3. Truth / F. Semantic Truth / 2. Semantic Truth
Tarski's truth is like rules for winning games, without saying what 'winning' means [Dummett, by Davidson]
     Full Idea: Tarski's definition of truth is like giving a definition of what it is to win in various games, without giving a hint as to what winning is (e.g. that it is what one tries to do when playing).
     From: report of Michael Dummett (Truth [1959]) by Donald Davidson - Truth and Predication 7
     A reaction: This led Dummett to his 'normative' account of truth. Formally, the fact that speakers usually aim at truth seems irrelevant, but in life you certainly wouldn't have grasped truth if you thought falsehood was just as satisfactory. The world is involved.

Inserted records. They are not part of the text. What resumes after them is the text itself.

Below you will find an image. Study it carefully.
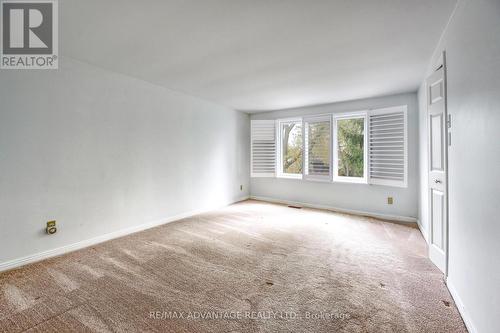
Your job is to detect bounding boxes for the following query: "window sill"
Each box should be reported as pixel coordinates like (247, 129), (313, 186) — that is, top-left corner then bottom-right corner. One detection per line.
(333, 177), (368, 185)
(276, 173), (303, 180)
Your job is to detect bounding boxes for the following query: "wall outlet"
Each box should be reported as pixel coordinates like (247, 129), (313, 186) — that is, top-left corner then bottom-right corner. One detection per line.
(45, 221), (57, 235)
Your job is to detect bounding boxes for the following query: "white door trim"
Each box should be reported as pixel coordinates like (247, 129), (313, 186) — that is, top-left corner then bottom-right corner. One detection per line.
(426, 52), (449, 276)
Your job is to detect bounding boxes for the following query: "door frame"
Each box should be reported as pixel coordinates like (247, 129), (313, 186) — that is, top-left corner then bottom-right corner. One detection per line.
(425, 51), (451, 279)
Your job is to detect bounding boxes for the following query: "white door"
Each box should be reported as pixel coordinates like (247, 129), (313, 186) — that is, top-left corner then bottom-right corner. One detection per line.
(427, 66), (448, 275)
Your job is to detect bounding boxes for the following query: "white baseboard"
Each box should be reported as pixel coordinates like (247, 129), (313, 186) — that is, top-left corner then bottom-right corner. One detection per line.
(446, 278), (477, 333)
(0, 196), (249, 272)
(250, 195), (417, 223)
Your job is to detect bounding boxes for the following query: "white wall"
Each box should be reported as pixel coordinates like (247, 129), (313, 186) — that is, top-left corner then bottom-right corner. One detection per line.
(250, 93), (418, 218)
(418, 85), (430, 241)
(420, 0), (500, 333)
(0, 58), (250, 267)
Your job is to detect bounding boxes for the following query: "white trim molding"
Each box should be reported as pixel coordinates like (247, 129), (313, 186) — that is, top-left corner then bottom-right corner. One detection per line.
(0, 196), (249, 272)
(250, 195), (417, 224)
(446, 277), (477, 333)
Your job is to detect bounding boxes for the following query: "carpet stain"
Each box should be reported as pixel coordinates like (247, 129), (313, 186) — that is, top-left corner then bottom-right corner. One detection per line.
(47, 268), (79, 292)
(3, 284), (35, 311)
(0, 200), (466, 333)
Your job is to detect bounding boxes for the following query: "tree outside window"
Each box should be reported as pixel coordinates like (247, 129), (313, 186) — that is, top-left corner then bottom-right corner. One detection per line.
(337, 118), (365, 178)
(281, 122), (303, 174)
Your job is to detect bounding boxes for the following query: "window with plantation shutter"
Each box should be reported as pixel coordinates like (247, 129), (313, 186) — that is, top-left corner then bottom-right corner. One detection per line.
(251, 120), (276, 177)
(368, 106), (408, 187)
(303, 115), (332, 181)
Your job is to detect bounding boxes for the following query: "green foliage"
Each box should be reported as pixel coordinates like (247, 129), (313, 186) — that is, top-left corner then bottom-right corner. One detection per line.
(282, 123), (302, 174)
(308, 122), (330, 175)
(337, 118), (364, 177)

5. Theory of Logic / A. Overview of Logic / 1. Overview of Logic
If a sound conclusion comes from two errors that cancel out, the path of the argument must matter [Rumfitt]
     Full Idea: If a designated conclusion follows from the premisses, but the argument involves two howlers which cancel each other out, then the moral is that the path an argument takes from premisses to conclusion does matter to its logical evaluation.

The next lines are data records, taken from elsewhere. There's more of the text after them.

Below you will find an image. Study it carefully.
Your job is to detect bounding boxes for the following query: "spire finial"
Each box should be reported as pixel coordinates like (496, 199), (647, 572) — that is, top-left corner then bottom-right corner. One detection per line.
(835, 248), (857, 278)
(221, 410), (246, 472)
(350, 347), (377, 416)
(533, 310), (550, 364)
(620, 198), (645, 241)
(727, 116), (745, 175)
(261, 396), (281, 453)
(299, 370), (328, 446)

     From: Ian Rumfitt ("Yes" and "No" [2000], II)
     A reaction: The drift of this is that our view of logic should be a little closer to the reasoning of ordinary language, and we should rely a little less on purely formal accounts.

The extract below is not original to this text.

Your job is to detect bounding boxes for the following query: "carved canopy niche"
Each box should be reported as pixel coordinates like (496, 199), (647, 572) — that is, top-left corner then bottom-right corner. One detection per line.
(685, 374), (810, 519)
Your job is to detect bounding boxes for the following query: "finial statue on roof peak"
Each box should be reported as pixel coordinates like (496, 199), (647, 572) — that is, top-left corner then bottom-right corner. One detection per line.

5. Theory of Logic / E. Structures of Logic / 2. Logical Connectives / a. Logical connectives
Standardly 'and' and 'but' are held to have the same sense by having the same truth table [Rumfitt]
     Full Idea: If 'and' and 'but' really are alike in sense, in what might that likeness consist? Some philosophers of classical logic will reply that they share a sense by virtue of sharing a truth table.
     From: Ian Rumfitt ("Yes" and "No" [2000])
     A reaction: This is the standard view which Rumfitt sets out to challenge.
The sense of a connective comes from primitively obvious rules of inference [Rumfitt]
     Full Idea: A connective will possess the sense that it has by virtue of its competent users' finding certain rules of inference involving it to be primitively obvious.
     From: Ian Rumfitt ("Yes" and "No" [2000], III)
     A reaction: Rumfitt cites Peacocke as endorsing this view, which characterises the logical connectives by their rules of usage rather than by their pure semantic value.
8. Modes of Existence / D. Universals / 1. Universals
Are genera and species real or conceptual? bodies or incorporeal? in sensibles or separate from them? [Porphyry]
     Full Idea: I shall beg off talking of a) whether genera and species are real or situated in bare thoughts alone, b) whether as real they are bodies or incorporeals, and c) whether they are separated or in sensibles and have their reality in connection with them.
     From: Porphyry (Isagoge ('Introduction') [c.295], (2))
     A reaction: This passage, picking up on Aristotle, seems to be the original source that grew into the medievel debate about universals. It seems to rather neatly lay out the agenda for the universals debate which is still with us.
18. Thought / E. Abstraction / 1. Abstract Thought
You can't infer a dog's abstract concepts from its behaviour [Dummett]
     Full Idea: One could train a dog to bark only when a bell rang and a light shone without presupposing that it possessed the concept of conjunction.
     From: Michael Dummett (Truth [1959], p.235)
19. Language / F. Communication / 3. Denial
We learn 'not' along with affirmation, by learning to either affirm or deny a sentence [Rumfitt]
     Full Idea: The standard view is that affirming not-A is more complex than affirming the atomic sentence A itself, with the latter determining its sense. But we could learn 'not' directly, by learning at once how to either affirm A or reject A.
     From: Ian Rumfitt ("Yes" and "No" [2000], IV)
     A reaction: [compressed] This seems fairly anti-Fregean in spirit, because it looks at the psychology of how we learn 'not' as a way of clarifying what we mean by it, rather than just looking at its logical behaviour (and thus giving it a secondary role).